La columna de Vivir en El Poblado
Hace un poco más de veinte años, andaba en Cartagena
dedicado a enfrentar uno de los retos más hermosos que he tenido en la vida: la
escritura de un libro sobre los inicios de García Márquez en El Universal. Como Bogotá es la ciudad a
donde van a parar muchas historias de provincia, viajé varias veces a
entrevistar a quienes pudieran darme noticias de esa época en la vida de mi
personaje. Un día estaba hablando con Héctor Rojas Herazo, al día siguiente
estaba con Manuel Zapata Olivella o Ramiro de la Espriella o Gustavo Ibarra
Merlano, y lo bueno de hablar con gente brillante es que queda la ilusión de
que un poco de ese brillo se nos pega.
Mientras me preparaba para escribir el libro, comprendí
que además de las anécdotas sobre García Márquez necesitaba información sobre
el ambiente, las historias y costumbres de Cartagena en la mitad del siglo XX.

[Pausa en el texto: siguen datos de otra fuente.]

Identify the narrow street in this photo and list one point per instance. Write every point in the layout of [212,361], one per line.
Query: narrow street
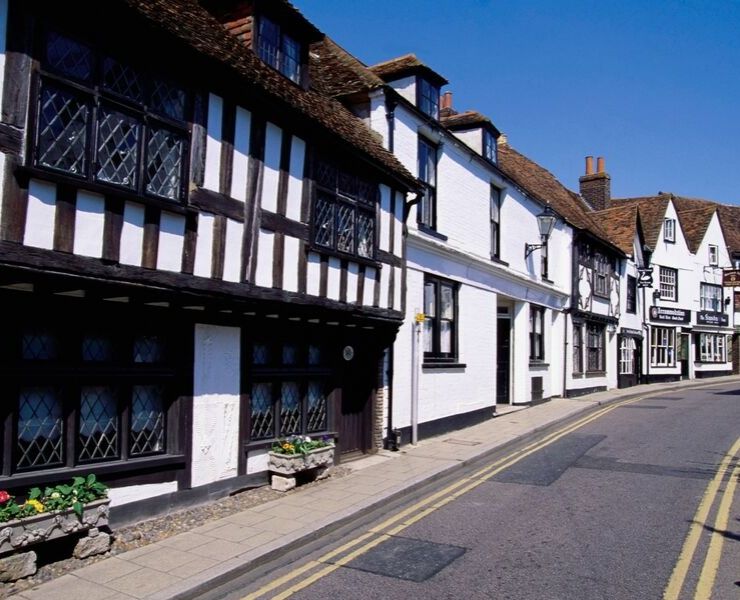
[598,509]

Así pude conocer a don Ramón de Zubiría.
Don Ramón de Zubiría nació en Cartagena, en 1922. Estudió
literatura y lenguas romances en los Estados Unidos, fue profesor en España y
–a su regreso a Colombia– revolúcionó el estudio de las humanidades en la
Universidad de los Andes. Fue el impulsor del primer título Honoris Causa que
recibió Borges. Era un reputado estudioso de la poesía española. Pero la fama
de estrella de rock le había llegado a raíz de un curioso programa de
televisión, El pasado en presente,
una tertulia con Abelardo Forero Benavides, sobre cultura, historia y arte, que
estuvo al aire cerca de quince años.
Don Ramón de Zubiría era un gigante del arte de la
conversación. Había abierto los ojos al mundo en medio de charlas de mecedora.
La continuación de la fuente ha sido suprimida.